Other accident causes

Along with more people driving in a good economy, there are many other reasons for auto accidents.

Rain is the biggest problem, according to data from the National Highway Traffic Safety Administration that was analyzed by the Auto Insurance Center. Between 2009 and 2013, rain caused more driving fatalities than snow in 39 of the 50 states. Though reckless and drunk driving and speeding killed more people, wet weather is common in many areas and drivers may be exercising less caution when it rains than they would in winter conditions.

Speeding was a contributing factor in 29 percent of all fatal crashes in 2013, the latest year that data is available for, according to the NHTSA.

Drunk driving is dropping, but it still accounted for 31 percent of all motor vehicle traffic fatalities in the United States. Combined with speeding, drunk driving is a deadly combination, with 42 percent of intoxicated drivers who were involved in fatal crashes in 2012 speeding, compared to 16 percent of sober drivers.
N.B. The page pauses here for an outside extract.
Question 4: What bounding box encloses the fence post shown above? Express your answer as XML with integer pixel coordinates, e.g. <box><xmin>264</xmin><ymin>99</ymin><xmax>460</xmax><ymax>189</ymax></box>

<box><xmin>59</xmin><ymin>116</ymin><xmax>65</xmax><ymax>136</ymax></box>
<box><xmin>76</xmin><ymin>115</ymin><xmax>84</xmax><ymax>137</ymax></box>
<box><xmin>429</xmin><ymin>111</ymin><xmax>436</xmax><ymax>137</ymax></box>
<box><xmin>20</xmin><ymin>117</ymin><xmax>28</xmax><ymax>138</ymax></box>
Fatigue is another large factor in fatal crashes, with 21 percent involving a drowsy driver, according to a 2014 study by the AAA.

How to save

Even in a strong economy, when you might be able to afford auto insurance price increases, it makes sense to shop for auto insurance.

The price of auto insurance is affected by many factors, including your driving record, how much you use your car, where you live, where your car is parked, your age, gender, credit, type of car, and the type and amount of coverage.

Changing the factors that you can control, such as buying a used car and parking it in a safe neighborhood, can lower the premium.

A teenage driver, for example, can lower their auto insurance premium by getting good grades, taking a driving improvement class, building good credit and not getting speeding or other tickets.

When shopping for car insurance, consider high deductibles. Increasing a deductible from $200 to $500 can lower collision and comprehensive coverage cost by 15 to 30 percent, according to the Insurance Information Institute. Going to a $1,000 deductible can save 40 percent or more.

Just make sure you have enough money in the bank to pay the higher deductible if you have a claim.

Buying auto and homeowners insurance from the same company can also lower expenses, and some insurers reduce rates for long-time customers. Still, the insurance group recommends shopping with different carriers who may offer more of a discount than a multi-policy discount.

Aaron Crowe is a freelance journalist who covers insurance and personal finance for a variety of websites.